Но были и другие, ещё более жуткие, в которых он вспоминал, как яростным, ненавидящим взглядом провожал расфуфыренных жен ответственных работников – «Их путь от Горта до ТЭЖЭ», и, как о чем-то само собой разумеющемся, заключал:…
В тридцать седьмом мы к стенке ставили мужей.
Кровавый кошмар тридцать седьмого года, стало быть, представлялся ему суровым, но справедливым возмездием, постигшим предателей-перерожденцев и, худо ли, хорошо, но спасшим Революцию от термидора.
Прав, прав был автор вспомнившихся мне «очерков большевизмоведения», сказавший, что верховенщина и смердяковщина – пустяк по сравнению со сталинщиной, а расправас соратниками Ленина страшней, чем убийство Шатова.
Убийством Шатова Петруша Верховенский повязал кровью жалкую кучку одержимых бесовщиной своих сподвижников, «наших». А Сталинповязал кровью половину страны.
«Сейчас, – сказала Ахматова, когда началась волна реабилитаций, – две России посмотрят друг другу в глаза: та, что сажала – той, что сидела». И это – не преувеличение: на каждого арестованного был свой доносчик, свой следователь, свой вертухай.
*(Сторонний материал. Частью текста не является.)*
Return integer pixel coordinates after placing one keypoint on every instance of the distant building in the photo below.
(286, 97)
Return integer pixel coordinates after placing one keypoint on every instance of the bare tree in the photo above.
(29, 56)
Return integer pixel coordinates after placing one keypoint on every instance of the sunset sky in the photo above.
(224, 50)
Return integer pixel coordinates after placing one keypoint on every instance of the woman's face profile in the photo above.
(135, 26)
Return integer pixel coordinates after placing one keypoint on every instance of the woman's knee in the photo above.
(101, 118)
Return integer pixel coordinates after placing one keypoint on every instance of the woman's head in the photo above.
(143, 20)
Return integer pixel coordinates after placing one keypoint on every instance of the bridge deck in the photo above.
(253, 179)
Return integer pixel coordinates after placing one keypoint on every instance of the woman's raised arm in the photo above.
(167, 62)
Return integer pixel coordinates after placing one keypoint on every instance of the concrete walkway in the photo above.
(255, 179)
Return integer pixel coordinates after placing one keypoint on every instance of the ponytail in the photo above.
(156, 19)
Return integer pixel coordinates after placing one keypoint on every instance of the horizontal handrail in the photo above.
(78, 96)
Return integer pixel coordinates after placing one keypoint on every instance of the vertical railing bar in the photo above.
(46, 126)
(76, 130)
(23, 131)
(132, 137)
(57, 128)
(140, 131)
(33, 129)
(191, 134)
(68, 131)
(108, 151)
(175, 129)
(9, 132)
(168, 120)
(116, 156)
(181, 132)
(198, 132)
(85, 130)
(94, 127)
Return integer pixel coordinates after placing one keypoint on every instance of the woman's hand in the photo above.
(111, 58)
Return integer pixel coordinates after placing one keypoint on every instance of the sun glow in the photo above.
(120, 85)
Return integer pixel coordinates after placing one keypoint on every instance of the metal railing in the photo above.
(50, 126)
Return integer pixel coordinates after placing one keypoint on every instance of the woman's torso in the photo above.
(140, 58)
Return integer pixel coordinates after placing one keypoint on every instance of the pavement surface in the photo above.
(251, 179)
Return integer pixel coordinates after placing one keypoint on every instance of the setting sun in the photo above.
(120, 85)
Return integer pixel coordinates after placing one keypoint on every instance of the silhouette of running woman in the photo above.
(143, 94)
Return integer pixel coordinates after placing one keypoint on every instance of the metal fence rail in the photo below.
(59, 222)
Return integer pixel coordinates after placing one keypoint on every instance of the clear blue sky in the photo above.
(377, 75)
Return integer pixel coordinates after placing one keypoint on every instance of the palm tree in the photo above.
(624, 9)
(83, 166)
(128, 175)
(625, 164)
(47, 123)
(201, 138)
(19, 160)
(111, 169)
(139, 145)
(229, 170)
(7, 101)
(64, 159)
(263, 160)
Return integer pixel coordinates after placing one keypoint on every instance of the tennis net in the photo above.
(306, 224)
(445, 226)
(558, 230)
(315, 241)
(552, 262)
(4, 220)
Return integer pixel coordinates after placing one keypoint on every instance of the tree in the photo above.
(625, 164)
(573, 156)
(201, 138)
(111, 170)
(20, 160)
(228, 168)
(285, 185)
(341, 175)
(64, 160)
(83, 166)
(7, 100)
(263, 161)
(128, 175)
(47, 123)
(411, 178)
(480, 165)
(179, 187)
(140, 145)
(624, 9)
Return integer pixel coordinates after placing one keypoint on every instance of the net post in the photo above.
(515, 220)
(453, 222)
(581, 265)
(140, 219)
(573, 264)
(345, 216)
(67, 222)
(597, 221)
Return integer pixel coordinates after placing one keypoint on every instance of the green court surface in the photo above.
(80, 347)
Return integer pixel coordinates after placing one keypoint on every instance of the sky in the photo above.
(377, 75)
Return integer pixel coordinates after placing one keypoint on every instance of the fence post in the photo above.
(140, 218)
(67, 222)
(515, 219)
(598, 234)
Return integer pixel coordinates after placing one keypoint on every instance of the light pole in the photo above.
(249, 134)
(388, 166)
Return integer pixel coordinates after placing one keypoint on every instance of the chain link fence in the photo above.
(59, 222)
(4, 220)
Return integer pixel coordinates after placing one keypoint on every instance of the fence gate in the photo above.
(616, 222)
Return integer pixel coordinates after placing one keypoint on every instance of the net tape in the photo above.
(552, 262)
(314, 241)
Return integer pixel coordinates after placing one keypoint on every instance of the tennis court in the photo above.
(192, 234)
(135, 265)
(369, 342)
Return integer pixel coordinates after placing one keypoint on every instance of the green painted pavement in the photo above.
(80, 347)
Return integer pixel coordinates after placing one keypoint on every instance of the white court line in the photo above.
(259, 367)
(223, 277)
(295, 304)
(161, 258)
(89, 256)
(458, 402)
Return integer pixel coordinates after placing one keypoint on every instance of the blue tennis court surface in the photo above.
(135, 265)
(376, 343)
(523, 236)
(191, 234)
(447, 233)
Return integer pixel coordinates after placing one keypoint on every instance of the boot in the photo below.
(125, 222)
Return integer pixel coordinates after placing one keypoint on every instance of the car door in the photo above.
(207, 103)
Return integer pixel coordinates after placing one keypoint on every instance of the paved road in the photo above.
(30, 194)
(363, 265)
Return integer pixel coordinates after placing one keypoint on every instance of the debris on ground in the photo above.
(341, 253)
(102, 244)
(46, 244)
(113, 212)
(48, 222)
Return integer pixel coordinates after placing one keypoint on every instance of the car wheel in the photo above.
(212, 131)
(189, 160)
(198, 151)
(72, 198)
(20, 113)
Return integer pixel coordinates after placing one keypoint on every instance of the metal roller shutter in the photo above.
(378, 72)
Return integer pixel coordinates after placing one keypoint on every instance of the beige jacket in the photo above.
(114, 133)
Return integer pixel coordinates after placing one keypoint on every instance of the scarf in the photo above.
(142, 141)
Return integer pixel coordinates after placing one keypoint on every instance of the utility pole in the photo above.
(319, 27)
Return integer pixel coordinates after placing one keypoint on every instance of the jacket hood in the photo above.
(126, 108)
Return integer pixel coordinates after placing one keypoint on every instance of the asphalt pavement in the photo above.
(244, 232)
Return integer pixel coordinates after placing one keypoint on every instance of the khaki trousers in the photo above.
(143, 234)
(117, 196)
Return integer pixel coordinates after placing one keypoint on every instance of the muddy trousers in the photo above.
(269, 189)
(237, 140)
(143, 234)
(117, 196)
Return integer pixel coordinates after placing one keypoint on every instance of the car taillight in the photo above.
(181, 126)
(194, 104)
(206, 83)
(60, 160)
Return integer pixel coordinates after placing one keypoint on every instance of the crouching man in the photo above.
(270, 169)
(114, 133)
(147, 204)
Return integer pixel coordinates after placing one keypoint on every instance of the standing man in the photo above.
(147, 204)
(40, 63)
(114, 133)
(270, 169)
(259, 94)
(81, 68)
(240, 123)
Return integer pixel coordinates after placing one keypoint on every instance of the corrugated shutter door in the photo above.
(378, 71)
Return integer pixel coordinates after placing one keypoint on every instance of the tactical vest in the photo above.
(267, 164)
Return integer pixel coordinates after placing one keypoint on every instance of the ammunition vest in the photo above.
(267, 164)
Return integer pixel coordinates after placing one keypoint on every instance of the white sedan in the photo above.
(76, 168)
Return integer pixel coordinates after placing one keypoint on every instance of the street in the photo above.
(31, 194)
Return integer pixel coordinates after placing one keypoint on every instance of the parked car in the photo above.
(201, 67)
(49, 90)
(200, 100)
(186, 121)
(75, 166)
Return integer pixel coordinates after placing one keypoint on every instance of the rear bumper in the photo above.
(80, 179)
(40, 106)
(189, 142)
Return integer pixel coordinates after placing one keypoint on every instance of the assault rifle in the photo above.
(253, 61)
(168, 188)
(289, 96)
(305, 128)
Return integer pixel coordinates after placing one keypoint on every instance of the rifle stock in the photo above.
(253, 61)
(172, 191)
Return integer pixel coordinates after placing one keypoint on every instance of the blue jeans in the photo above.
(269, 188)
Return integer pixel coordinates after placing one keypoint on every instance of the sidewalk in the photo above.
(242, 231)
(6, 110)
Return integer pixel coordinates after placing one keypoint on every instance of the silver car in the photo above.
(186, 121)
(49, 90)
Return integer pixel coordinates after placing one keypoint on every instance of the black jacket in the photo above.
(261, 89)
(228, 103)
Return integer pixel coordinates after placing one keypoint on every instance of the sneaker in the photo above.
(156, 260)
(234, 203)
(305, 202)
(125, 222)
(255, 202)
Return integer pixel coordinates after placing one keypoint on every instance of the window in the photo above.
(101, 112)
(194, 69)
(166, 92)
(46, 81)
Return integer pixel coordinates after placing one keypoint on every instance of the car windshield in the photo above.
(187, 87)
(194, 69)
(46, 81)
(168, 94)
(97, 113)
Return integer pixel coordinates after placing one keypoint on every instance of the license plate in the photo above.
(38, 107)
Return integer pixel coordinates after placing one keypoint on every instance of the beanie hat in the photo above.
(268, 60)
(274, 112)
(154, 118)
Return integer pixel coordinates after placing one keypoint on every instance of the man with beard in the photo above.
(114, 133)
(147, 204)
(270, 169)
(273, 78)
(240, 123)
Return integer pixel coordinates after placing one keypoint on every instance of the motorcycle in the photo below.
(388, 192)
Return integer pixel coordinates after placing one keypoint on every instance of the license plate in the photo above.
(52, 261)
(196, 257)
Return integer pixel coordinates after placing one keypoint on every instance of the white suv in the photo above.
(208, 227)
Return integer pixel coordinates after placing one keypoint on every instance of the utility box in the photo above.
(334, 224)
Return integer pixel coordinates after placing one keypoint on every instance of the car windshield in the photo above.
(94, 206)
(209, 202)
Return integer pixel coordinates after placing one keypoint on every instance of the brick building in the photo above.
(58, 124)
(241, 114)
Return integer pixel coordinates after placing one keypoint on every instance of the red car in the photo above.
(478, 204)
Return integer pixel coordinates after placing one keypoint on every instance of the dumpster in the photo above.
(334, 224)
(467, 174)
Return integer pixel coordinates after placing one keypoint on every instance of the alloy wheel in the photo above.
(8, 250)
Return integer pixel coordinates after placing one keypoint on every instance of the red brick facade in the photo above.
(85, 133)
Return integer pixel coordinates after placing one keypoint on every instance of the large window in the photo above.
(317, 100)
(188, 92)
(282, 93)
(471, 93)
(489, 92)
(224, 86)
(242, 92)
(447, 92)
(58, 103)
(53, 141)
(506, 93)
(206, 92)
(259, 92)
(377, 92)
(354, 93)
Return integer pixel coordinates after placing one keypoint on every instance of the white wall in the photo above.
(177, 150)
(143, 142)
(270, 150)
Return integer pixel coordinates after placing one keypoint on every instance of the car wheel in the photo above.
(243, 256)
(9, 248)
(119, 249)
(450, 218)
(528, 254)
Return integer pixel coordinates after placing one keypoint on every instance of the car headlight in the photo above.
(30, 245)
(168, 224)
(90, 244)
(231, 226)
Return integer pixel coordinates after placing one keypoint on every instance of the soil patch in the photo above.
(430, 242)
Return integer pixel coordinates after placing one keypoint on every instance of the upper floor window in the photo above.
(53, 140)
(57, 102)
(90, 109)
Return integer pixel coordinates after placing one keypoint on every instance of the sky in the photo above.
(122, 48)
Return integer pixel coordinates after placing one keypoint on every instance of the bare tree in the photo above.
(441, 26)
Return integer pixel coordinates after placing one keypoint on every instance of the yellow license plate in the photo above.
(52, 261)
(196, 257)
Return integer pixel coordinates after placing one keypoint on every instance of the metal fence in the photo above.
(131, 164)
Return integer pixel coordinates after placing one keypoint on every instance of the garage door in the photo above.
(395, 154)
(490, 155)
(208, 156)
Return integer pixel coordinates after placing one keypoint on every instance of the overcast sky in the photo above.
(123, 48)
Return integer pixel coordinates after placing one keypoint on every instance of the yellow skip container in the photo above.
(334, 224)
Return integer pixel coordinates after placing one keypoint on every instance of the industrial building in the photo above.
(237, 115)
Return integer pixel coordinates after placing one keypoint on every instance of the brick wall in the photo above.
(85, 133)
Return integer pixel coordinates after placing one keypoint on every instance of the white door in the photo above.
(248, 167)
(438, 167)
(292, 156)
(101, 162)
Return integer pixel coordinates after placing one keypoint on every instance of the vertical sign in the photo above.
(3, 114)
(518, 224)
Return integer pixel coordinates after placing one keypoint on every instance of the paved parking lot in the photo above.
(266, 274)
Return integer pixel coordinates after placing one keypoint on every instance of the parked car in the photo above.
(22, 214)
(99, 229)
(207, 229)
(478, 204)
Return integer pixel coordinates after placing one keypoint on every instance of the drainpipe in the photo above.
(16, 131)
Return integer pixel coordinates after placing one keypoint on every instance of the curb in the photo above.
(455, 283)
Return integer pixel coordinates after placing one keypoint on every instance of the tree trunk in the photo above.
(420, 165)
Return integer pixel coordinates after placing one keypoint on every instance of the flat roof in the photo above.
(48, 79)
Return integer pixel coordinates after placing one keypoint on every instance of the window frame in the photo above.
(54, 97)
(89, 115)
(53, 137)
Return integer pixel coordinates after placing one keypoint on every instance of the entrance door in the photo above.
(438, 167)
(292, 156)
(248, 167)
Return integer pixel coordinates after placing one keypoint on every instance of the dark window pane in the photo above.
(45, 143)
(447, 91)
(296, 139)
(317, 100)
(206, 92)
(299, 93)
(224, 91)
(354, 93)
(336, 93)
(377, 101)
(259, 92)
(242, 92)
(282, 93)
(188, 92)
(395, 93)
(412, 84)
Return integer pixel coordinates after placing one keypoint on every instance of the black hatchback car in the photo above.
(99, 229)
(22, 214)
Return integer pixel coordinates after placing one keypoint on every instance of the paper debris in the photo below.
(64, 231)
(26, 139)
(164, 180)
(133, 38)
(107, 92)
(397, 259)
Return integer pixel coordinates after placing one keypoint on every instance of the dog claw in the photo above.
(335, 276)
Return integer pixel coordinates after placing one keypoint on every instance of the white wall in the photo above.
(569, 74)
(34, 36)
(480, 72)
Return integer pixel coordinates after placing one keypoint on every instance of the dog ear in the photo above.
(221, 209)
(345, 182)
Вот и простодушный герой солженицынского рассказа, у которого тридцать седьмой год вызывает ассоциацию лишь с гражданской войной в Испании, тоже оказался повязанным той большой кровью. *
На самом деле в то, что Зотов и слыхом не слыхал про тридцать седьмой год, не то что трудно, а прямо-таки невозможно поверить.
Перечитаем ещё раз эту – самую уязвимую – сцену солженицынского рассказа:…
– Спрашивать ни у кого нельзя, за шпиона посчитают… У нас вопросы задавать опасно.
– В военное время, конечно.
– Да оно и до войны уже было.
– Ну, не замечал!
– Было, – чуть сощурился Тверитинов. – После тридцать седьмого…
– А что тридцать седьмой? – удивился Зотов. – А что было в тридцать седьмом? Испанская война?
По правде говоря, и в реплику Тверитинова, с которой завязался этот диалог, не очень-то верится. Трудно представить, чтобы человек, только что вышедший из окружения,в разговоре с помощником военного коменданта стал всуе поминать ту страшную, черную дату.